MSE 298 Seminar: Using Structural Control to Improve the Performance of Energy Materials – From Nanostructured Batteries to Conducting Polymers

McDonnell Douglas Engineering Auditorium (MDEA)
Sarah H. Tolbert, Ph.D.

Distinguished Professor 
Department of Chemistry and Biochemistry 
Materials Science and Engineering 
University of California, Los Angeles

Abstract: Control of nanoscale structure is key to improving functionality in many new energy materials. We will begin with nanostructured electrode materials that enable fast charging for electrochemical energy storage and in the process, we will attempt to help refine our understanding of the distinction between a pseudocapacitor and a fast charging battery. We will specifically examine how a combination of short ionic diffusion lengths in nanoporous materials and a lack of first-order phase transitions can work together to reduce the diffusion constraints that limit charge/discharge speed. Charge/discharge kinetics can also be facilitated by adding electronic conductivity and to improve that, we explore how to produce high conductivity doped conjugated polymers and then to use those polymers as binder for fast charging cathode electrodes. Finally, we consider high capacity anode materials and show how nanoporous architecture can stabilize these materials against capacity fade. Here, operando transmission X-ray microscopy (TXM) is key to understanding the role of nanoscale structure. In all cases, we aim to understand how materials performance can be improved through control of static and dynamic structure.

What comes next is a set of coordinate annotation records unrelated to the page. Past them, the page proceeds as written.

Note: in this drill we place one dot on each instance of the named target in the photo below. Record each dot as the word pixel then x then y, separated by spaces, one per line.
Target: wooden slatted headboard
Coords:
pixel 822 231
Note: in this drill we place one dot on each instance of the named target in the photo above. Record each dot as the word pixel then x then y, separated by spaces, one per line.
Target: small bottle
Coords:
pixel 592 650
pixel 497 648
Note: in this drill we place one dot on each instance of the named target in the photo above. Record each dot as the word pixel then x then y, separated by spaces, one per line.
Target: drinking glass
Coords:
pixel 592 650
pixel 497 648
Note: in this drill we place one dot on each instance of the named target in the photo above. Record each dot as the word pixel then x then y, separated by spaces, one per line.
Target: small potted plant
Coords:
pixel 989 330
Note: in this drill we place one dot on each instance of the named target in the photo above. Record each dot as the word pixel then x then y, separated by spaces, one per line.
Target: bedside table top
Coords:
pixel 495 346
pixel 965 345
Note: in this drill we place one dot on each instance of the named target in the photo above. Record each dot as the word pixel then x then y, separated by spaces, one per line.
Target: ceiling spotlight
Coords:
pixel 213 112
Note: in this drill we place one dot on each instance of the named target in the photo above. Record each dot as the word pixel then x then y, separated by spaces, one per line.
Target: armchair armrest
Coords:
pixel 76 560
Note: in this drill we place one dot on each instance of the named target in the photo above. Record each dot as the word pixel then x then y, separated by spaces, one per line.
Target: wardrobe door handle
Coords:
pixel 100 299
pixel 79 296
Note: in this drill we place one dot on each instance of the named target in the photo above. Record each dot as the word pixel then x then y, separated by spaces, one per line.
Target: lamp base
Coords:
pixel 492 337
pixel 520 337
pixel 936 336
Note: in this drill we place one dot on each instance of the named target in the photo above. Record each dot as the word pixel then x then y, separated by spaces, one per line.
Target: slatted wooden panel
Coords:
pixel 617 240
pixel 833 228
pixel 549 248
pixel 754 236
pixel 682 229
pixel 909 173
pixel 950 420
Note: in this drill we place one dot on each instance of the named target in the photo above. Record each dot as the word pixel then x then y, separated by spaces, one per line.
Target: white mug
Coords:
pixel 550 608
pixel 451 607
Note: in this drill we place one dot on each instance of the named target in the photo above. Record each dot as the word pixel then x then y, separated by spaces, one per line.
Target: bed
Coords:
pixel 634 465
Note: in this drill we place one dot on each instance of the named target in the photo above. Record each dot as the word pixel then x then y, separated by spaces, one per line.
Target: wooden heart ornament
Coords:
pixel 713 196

Bio: Sarah H. Tolbert is a Distinguished Professor in the Departments of Chemistry and Biochemistry and Materials Science and Engineering at UCLA. Her research focuses on controlling nanometer-scale architecture in solution-processed nanomaterials to generate unique optical, electronic, magnetic, structural and electrochemical properties. She has published over 200 scholarly research articles and has 20 patents focusing on electrochemical energy storage, organic electronics, nanomagnetics, nanoscale control of thermal conductivity and new ultra-hardmaterials. She also serves as the faculty direct for a program aimed at bringing nano-concepts to schools, students and the general public throughout the greater LA area. Professor Tolbert is the recipient of a number of awards including the American Chemical Society Henry H. Storch Award in Energy Chemistry, fellow of the Royal Society of Chemistry, an NSF Special Creativity Award, the ACS R.A. Glen Award and the UCLA Diversity, Equity and Inclusion Award. She directs the DOEEnergy Frontier Research Center on Synthetic Control Across Length-scales for Advancing Rechargeables (SCALAR).